I need a queue of notification for each server that contains commands “work on this file”, “stop working on this file”. With a Versionstamped key, this looks trivial to do.
(..., "server_workqueue", SERVER_ID) = #### // <-- watched key
(..., "server_workqueue", SERVER_ID, <Versionstamp>) = 'Please work on file UserX_Y.mp4`
(..., "server_workqueue", SERVER_ID, <Versionstamp>) = 'Stop working on file UserX_Y.mp4 !!!`
My fear is that if the server crashes or freeze for whatever reason, I could end up sending many messages to the queue, and with nobody to consume them, I could leak a lot of keys in there (until the server restarts or is declared dead and the queue is purge).
Also, how to I handle the case when a server is frozen, I push a command “start working on file 1”, more commands for files 2 to N, and then queue a work item “abort working on file 1”. When the server unfreeze, it will see the first command, start working on file 1, even though later in the queue, there is a stop order.
How can I construct a command queue that allows cancelling commands, without requiring the consumer to read the entire queue before processing commands?
Failure Detection
I also need to be able to handle failure of a worker. In my case, I don’t need to handle retrying a work item, since the file was on the same server that crashed and won’t be available anyway. I just need to skip over to the next item in the queue that is on a different server.
I’m not sure how I can achieve this without having another set of servers that monitor the health of the workers. I would like to be able to do this in a distributed fashion, with a set of servers that periodically “check” the state of the other servers, and can detect deadlock/failures and intervene.
My idea is that each server would periodically update a “keep alive” key, as well as store somewhere the list of work items that it is working on, like (..., TIMESTAMP, SERVER_ID) = ""
. Every polling_interval / 2, the server would clear this key, and create a new one. Now, “checkers” would get_range(begin: (..., 0), end (..., NOW))
, and all results would be server that have died.
(..., "server_watchdog", <SECONDS_SINCE_EPOCH>, SERVER_ID) = ''
(..., "server_tasks", <SERVER_ID>, <FILE_ID>) = 'started at TS, currently at X%'
I think that even if multiple servers do the same check, they would not stomp on each other (at worse, they would conflict).
Question #3: is this the best approach, or are there any simpler solutions?
Performance of Watches
Watches are created on the client, and there is a max numbers of them per database handle.
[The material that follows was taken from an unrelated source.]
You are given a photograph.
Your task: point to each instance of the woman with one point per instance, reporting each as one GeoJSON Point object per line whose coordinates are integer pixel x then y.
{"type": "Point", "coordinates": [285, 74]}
Right now, I only need one key per server, so I don’t think I’ll have issues there.
But watches are also handled by the storage actors, which as an AsyncMap<Key>
which contains all the keys that are watched somewhere. Looking at the code, each Set or ClearRange mutation must check this map for a watch (and trigger it if found).
Since all my watched server keys will be in the same subspace, it is highly probably that they will be in the same shard (or maybe across two shards), so handled by the same storage node.
Question #4: Will this impact negatively that storage node if it has a lot of keys in the AsyncMap? The current implementation uses std::map
, but I don’t know what is algorithm complexity looks like. Does this scale to thousands / tens of thousands of watch? It is queries for every key mutate in the shards handled by the storage node, so even if it is O(1) it would become O(N) for inserting N keys in the db…
Looking at the code, I’m not sure what happens when using double/triple redundancy. If a watch is set on a key that is replicated on 3 storage nodes, are the 3 nodes all checking the same watch? Or only one of them check all the watches? Or the watches are load balanced across the 3 storage nodes?
What happens when a storage node dies/restarts? Or if the shard is moved somewhere else?